Zakharia is pragmatic about the changes coming for the suburb, with tens of thousands of houses set to be built and high-density apartments forecast – including at Moorabbin Junction down the road.

“People have to live somewhere and this is one of the best places to live,” she says, listing off the suburb’s proximity to public transport; the city; health services, including The Alfred hospital; and the beach just a few kilometres to the west.

“Living in Moorabbin feels more like in the countryside, but it is so close to everything. We know everybody. I remember kids being born, and now they are coming into the shop as adults with their own babies.
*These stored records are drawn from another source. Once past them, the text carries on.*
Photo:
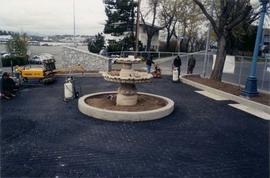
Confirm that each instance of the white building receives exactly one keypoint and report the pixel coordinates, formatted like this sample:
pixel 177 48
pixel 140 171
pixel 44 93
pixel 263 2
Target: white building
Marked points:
pixel 143 36
pixel 5 38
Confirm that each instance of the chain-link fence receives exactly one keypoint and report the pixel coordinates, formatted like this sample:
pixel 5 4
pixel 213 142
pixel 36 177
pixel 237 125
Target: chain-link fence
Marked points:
pixel 237 74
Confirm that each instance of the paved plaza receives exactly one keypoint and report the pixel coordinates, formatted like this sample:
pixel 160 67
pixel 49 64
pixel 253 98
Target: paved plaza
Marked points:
pixel 42 136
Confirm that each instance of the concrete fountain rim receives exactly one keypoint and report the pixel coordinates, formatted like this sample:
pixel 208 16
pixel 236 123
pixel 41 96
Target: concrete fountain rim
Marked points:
pixel 125 116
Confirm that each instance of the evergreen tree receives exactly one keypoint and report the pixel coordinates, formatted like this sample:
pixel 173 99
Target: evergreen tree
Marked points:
pixel 120 15
pixel 97 44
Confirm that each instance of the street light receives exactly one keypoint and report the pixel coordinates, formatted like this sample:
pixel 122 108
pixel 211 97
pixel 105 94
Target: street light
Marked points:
pixel 74 25
pixel 251 83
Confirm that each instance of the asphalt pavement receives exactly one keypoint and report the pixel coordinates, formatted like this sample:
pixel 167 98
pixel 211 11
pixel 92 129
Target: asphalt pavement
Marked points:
pixel 42 136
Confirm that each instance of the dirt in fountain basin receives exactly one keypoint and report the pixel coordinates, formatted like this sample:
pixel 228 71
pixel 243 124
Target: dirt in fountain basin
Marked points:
pixel 108 101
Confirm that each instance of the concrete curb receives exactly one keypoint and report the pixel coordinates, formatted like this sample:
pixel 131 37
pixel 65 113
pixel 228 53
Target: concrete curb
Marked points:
pixel 229 96
pixel 125 116
pixel 80 75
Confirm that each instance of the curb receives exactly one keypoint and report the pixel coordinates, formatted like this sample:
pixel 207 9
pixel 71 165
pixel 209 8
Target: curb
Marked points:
pixel 229 96
pixel 80 75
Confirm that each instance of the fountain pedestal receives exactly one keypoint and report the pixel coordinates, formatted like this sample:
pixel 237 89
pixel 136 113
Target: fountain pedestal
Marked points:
pixel 126 104
pixel 126 95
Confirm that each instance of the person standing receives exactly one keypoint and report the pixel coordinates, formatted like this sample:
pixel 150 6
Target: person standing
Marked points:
pixel 177 64
pixel 191 64
pixel 149 63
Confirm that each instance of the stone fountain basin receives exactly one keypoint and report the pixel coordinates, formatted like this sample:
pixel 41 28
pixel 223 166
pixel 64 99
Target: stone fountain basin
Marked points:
pixel 122 115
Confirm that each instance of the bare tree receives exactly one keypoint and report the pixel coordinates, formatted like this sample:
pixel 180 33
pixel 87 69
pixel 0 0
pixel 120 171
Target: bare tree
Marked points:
pixel 189 20
pixel 228 13
pixel 168 18
pixel 151 28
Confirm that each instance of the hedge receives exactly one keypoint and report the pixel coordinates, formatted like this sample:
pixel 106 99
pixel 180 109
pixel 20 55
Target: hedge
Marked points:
pixel 17 60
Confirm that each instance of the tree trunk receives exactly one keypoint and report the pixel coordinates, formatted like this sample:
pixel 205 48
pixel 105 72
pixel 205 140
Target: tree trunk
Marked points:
pixel 220 59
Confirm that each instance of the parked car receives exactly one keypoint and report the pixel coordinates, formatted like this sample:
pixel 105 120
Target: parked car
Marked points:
pixel 38 59
pixel 35 60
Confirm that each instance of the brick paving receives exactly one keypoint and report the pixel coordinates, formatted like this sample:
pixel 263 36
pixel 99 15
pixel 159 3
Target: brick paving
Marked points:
pixel 42 136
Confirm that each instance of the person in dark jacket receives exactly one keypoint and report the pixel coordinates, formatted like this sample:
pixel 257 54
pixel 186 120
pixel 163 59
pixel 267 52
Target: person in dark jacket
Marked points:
pixel 177 64
pixel 191 64
pixel 8 86
pixel 149 63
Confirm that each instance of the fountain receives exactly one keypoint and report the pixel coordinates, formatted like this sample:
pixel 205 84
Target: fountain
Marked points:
pixel 126 104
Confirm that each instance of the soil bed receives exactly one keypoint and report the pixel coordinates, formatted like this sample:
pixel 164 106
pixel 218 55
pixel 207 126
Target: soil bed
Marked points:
pixel 229 88
pixel 108 101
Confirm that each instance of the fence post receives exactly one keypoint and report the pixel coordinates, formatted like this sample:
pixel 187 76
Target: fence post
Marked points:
pixel 240 72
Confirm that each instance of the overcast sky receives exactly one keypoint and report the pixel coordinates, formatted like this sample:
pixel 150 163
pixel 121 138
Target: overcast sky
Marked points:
pixel 52 16
pixel 49 17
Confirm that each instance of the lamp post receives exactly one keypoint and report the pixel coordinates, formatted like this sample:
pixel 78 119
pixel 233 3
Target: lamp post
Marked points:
pixel 74 25
pixel 251 83
pixel 137 28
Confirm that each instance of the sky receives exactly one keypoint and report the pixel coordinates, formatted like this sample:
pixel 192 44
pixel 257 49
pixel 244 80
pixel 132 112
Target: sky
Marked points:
pixel 50 17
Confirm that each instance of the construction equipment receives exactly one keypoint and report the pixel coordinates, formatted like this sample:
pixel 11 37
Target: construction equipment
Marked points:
pixel 45 74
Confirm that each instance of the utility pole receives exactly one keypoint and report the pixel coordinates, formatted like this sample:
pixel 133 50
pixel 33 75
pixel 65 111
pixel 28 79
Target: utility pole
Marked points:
pixel 137 27
pixel 74 32
pixel 208 41
pixel 251 83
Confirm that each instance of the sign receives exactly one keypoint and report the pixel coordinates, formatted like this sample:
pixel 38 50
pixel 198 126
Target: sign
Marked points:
pixel 229 64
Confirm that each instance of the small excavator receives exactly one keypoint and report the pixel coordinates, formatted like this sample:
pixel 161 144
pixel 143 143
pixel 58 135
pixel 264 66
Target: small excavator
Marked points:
pixel 44 75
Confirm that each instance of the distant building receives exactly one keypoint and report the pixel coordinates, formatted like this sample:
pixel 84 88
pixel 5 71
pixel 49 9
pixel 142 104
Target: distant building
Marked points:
pixel 5 38
pixel 143 36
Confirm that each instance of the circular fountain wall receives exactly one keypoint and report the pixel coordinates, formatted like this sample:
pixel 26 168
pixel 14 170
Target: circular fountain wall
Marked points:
pixel 126 104
pixel 148 107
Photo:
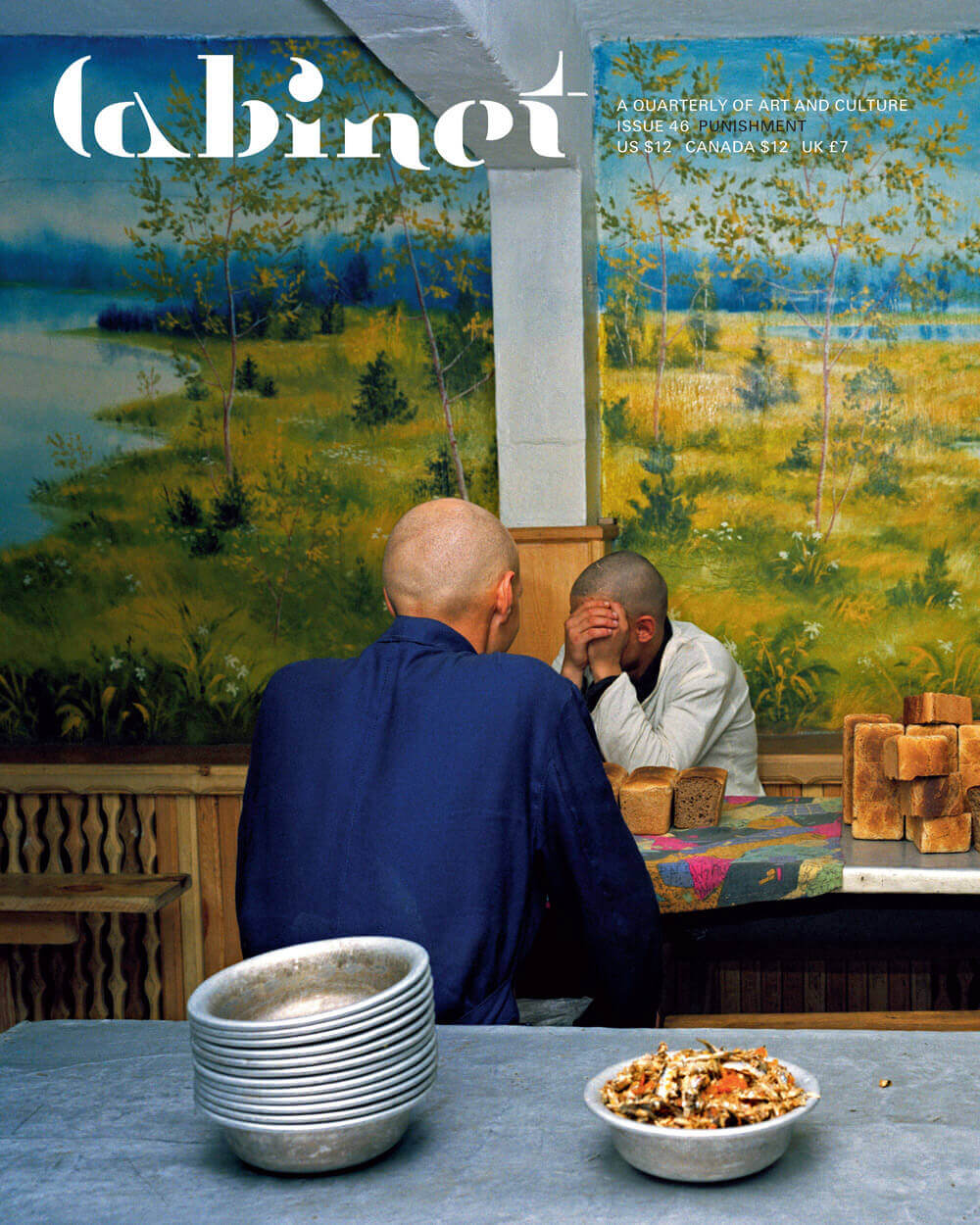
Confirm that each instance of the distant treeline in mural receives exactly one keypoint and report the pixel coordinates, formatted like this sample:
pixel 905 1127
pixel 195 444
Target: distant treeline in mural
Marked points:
pixel 303 351
pixel 790 362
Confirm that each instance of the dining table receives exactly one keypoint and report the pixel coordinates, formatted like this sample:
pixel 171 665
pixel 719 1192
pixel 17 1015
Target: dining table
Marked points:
pixel 98 1125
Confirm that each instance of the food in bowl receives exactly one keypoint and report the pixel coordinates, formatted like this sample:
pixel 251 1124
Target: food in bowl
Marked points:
pixel 706 1089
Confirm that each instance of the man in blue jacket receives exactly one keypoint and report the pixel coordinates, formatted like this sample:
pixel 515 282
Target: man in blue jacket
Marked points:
pixel 437 789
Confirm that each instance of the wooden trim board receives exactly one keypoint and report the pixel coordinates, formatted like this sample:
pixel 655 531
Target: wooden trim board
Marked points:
pixel 963 1020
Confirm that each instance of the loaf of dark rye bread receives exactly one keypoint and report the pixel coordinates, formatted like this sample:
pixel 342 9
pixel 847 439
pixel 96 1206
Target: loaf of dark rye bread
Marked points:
pixel 940 729
pixel 969 755
pixel 937 709
pixel 851 723
pixel 876 809
pixel 937 797
pixel 647 799
pixel 699 795
pixel 940 836
pixel 973 804
pixel 906 758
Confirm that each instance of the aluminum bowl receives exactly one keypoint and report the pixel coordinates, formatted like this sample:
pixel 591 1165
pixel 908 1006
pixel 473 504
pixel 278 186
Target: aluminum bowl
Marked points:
pixel 303 986
pixel 324 1147
pixel 416 1022
pixel 333 1032
pixel 700 1155
pixel 339 1106
pixel 362 1071
pixel 220 1112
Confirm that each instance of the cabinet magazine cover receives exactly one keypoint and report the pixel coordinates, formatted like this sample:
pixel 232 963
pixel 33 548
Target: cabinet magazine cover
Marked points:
pixel 244 326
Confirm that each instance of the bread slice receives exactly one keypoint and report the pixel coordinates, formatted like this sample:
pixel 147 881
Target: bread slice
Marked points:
pixel 940 729
pixel 647 799
pixel 699 795
pixel 615 774
pixel 906 758
pixel 851 723
pixel 973 804
pixel 937 709
pixel 876 808
pixel 941 836
pixel 939 797
pixel 969 755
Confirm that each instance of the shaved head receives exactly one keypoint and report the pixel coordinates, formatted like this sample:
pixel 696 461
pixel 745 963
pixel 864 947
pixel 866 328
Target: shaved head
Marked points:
pixel 625 577
pixel 444 558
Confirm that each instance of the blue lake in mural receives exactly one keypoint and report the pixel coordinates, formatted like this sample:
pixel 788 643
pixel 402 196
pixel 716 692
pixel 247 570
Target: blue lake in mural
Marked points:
pixel 52 383
pixel 958 332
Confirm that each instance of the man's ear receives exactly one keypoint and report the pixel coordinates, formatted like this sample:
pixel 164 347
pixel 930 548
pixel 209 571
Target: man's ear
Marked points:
pixel 505 596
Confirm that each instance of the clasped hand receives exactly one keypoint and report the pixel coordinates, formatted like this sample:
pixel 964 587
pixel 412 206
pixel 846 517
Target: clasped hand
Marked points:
pixel 596 635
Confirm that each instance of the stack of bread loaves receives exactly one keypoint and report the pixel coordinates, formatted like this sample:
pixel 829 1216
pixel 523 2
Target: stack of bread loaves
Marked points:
pixel 917 779
pixel 653 798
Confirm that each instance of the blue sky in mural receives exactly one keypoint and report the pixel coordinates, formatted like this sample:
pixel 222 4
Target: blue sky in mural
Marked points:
pixel 740 67
pixel 52 196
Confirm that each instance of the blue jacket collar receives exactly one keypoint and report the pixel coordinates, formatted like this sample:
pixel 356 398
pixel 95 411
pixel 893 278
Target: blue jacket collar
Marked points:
pixel 426 632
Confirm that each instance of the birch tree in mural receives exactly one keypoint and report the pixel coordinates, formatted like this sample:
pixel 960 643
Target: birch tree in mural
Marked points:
pixel 846 229
pixel 417 215
pixel 661 219
pixel 214 244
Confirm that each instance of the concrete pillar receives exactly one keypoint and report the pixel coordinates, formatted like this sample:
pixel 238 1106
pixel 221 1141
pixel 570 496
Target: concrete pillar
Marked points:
pixel 545 447
pixel 543 230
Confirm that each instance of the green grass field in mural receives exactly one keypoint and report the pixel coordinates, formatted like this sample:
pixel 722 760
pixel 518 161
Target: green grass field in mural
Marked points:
pixel 790 354
pixel 162 598
pixel 887 599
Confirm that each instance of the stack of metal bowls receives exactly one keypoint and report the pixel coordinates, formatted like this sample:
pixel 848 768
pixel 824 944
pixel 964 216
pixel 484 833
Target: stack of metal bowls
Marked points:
pixel 315 1057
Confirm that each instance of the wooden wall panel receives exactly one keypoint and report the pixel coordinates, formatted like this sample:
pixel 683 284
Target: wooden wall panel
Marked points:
pixel 166 818
pixel 552 559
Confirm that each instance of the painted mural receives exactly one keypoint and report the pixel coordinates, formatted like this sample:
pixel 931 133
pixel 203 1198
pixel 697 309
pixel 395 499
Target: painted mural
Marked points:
pixel 223 376
pixel 790 354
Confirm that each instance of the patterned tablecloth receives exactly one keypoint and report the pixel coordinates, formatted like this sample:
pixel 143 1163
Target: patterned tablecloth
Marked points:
pixel 762 851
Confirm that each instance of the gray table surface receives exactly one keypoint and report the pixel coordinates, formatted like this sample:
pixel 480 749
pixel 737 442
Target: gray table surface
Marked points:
pixel 97 1125
pixel 898 867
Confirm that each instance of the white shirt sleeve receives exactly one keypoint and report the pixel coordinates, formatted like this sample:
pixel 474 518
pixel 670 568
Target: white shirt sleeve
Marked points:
pixel 691 713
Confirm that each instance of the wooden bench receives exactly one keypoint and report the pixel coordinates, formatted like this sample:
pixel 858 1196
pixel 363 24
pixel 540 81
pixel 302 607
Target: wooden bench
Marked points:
pixel 45 909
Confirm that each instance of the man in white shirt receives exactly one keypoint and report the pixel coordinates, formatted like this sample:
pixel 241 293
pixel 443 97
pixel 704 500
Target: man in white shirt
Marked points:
pixel 661 692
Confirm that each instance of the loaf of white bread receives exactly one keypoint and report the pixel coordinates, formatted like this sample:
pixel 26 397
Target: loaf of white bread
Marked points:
pixel 647 799
pixel 917 779
pixel 653 798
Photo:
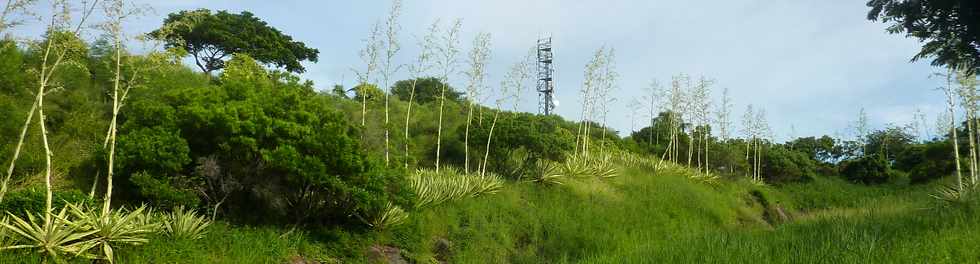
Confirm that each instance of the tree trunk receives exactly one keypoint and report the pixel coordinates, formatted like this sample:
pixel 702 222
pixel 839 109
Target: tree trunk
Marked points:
pixel 973 151
pixel 956 149
pixel 20 144
pixel 442 104
pixel 408 119
pixel 466 139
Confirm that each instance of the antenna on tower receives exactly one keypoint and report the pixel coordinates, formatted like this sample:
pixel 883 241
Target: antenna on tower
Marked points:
pixel 546 72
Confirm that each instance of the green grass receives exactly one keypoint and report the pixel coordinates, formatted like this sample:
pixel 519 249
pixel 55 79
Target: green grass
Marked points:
pixel 639 217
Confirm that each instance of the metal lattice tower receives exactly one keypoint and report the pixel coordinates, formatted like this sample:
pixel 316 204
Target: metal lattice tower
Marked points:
pixel 546 81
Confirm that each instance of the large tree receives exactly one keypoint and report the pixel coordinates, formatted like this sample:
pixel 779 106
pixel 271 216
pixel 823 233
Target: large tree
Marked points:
pixel 949 28
pixel 213 37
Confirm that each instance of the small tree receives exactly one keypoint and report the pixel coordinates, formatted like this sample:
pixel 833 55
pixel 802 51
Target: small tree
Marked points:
pixel 212 37
pixel 514 81
pixel 448 51
pixel 951 103
pixel 392 47
pixel 11 9
pixel 423 64
pixel 477 74
pixel 369 55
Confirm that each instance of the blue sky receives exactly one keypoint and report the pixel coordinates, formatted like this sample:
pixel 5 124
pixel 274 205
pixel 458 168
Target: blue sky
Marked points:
pixel 811 64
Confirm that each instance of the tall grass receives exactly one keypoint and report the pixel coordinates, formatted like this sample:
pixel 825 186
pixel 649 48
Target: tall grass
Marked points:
pixel 451 184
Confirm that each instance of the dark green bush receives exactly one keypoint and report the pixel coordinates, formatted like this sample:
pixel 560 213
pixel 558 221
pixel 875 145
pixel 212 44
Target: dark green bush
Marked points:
pixel 870 169
pixel 262 142
pixel 781 165
pixel 539 136
pixel 162 193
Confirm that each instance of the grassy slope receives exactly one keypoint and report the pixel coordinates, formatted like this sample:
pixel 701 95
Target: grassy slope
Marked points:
pixel 639 217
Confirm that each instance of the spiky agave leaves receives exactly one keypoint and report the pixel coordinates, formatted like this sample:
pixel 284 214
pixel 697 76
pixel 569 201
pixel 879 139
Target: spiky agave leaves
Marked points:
pixel 185 224
pixel 603 167
pixel 114 227
pixel 547 172
pixel 575 166
pixel 390 216
pixel 55 238
pixel 5 236
pixel 451 184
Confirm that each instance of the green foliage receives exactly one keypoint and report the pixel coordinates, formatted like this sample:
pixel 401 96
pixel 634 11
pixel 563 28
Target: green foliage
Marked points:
pixel 391 215
pixel 822 149
pixel 32 200
pixel 185 224
pixel 450 184
pixel 277 147
pixel 54 236
pixel 370 92
pixel 212 37
pixel 541 137
pixel 163 193
pixel 949 29
pixel 782 165
pixel 113 228
pixel 870 169
pixel 926 162
pixel 426 90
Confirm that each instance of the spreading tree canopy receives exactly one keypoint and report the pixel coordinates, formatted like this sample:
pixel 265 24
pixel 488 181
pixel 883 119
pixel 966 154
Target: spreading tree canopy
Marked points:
pixel 212 37
pixel 949 28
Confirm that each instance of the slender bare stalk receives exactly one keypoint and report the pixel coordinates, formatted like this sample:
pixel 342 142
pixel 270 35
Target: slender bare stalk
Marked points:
pixel 949 91
pixel 369 55
pixel 477 74
pixel 448 51
pixel 423 64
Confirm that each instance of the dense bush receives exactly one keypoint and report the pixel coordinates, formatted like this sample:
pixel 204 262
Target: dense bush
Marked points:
pixel 538 136
pixel 258 141
pixel 780 165
pixel 870 169
pixel 926 162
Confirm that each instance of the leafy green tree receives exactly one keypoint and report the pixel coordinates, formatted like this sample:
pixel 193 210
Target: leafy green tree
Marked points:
pixel 780 165
pixel 262 140
pixel 212 37
pixel 949 28
pixel 368 93
pixel 426 90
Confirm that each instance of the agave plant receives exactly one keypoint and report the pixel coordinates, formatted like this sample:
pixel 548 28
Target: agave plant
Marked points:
pixel 390 216
pixel 114 227
pixel 576 166
pixel 546 172
pixel 55 236
pixel 488 183
pixel 185 224
pixel 5 239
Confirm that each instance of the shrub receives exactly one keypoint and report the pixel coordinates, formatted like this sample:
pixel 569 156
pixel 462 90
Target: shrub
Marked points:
pixel 185 224
pixel 541 137
pixel 780 165
pixel 276 149
pixel 451 184
pixel 162 193
pixel 870 169
pixel 426 90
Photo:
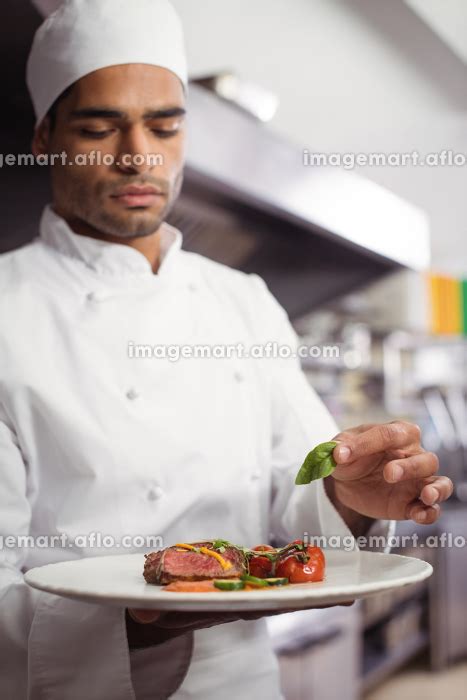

It is one big village.”

Behind the name

The name Moorabbin comes from the Indigenous term ‘Moorooboon’, believed to be of the Kulin language, which can be translated as mother’s milk or resting place.

The name Moorabbin is thought to pay homage to a special place where women and children rested and stayed together, while the men went hunting further afield.

While the Saints went marching out to their practice match on their new ground at Moorabbin in 1965, workers were completing construction on the grandstand.

While the Saints went marching out to their practice match on their new ground at Moorabbin in 1965, workers were completing construction on the grandstand.Credit: The Age

After being colonised by European settlers John and Richard King in the 1840s, Moorabbin made its mark producing most of the fruit, vegetables and poultry in Melbourne.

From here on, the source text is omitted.